James accessed the service in March 2013. He was referred by Deptford Reach. From New Cross, he was 35, unemployed, on benefit, alcohol dependent, and living in inappropriate private rented accommodation. He said he wanted to go to rehab, and this was being thwarted by the community drug and alcohol treatment service and the probation services, who were arguing about who should fund his residential treatment. He had long history of offending when drinking, but claimed that this was usually a cry for help. He suffered abuse as a child and this caused him difficulties in creating and maintaining relationships. He had separated acrimoniously from his partner, and had not seen his seven year old daughter for two years.
Bench Outreach staff assessed James, and decided to advocate for him. He agreed to attend the office twice weekly to engage in counselling – mainly around triggers for his drinking, and relapse prevention techniques. During this time, we challenged both the treatment provider and the Probation Service, with no success.

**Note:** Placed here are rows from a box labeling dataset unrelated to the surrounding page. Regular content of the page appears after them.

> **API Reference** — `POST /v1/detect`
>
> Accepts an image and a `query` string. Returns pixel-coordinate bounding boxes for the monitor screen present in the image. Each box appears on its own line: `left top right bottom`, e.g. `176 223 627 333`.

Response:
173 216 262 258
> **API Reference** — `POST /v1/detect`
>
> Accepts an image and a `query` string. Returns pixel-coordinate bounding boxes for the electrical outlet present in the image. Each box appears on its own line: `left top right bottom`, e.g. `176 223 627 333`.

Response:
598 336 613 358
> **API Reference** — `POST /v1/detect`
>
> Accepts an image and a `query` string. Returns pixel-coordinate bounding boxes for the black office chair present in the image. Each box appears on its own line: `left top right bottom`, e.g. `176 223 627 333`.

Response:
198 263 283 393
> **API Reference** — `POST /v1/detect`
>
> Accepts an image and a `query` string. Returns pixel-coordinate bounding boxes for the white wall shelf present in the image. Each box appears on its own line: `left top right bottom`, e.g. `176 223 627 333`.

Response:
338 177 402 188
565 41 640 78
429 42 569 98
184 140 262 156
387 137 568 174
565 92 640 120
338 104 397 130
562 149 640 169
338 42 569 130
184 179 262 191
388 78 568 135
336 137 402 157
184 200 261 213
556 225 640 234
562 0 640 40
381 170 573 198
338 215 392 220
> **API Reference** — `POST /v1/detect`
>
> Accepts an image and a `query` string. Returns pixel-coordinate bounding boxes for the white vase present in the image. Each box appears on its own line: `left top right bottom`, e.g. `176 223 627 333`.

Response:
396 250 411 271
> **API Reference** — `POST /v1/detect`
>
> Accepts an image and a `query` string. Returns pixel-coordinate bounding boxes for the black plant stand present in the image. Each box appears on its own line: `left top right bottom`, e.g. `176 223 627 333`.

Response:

James kept up his engagement with Bench Outreach, despite many relapses and arrests for anti-social behaviour, and we recognised that we could not rely on probation or the commissioned services to seize the window of opportunity that existed where he was in the right frame of mind to enter rehab. The group made a referral to Kairos Community Trust, a rehab, who agreed to accept him without funding, but they had no immediate vacancies. They asked that Bench continue to work with him in the meantime.
We carried on seeing James regularly, and he did well in maintaining sobriety until a week before he was due to enter Kairos, when he assaulted a police officer. We were contacted by his solicitor and asked to support him in court, with the aim of avoiding a custodial sentence, which would stop him going into rehab. We wrote to the Court, and attended the hearing. On our evidence, the Court decided to postpone sentencing, and allow James to enter Kairos, on the condition that he return in six months to report on his progress. We arranged for him to enter Kairos immediately after the court case, and accompanied him from court to their first-stage house in Nunhead.
He went into Kairos in July, and has fully embraced the opportunity. By now, we had also managed to sort out the funding problems, so his treatment could be intensified. We returned to court in January and he was sentenced to attend probation once a month, allowing him to remain in Kairos. During his time there, he decided to return to education, and asked Bench Outreach to support him in an application to study Law at Birkbeck. He is still sober, has now moved into a second stage house and is looking forward to starting his new life as a student. He has also successfully applied to the courts for access to his daughter, and he sees her fortnightly, and while still having issues with his ex-partner, they now both have an adult relationship, working together to ensure their daughter is well cared for.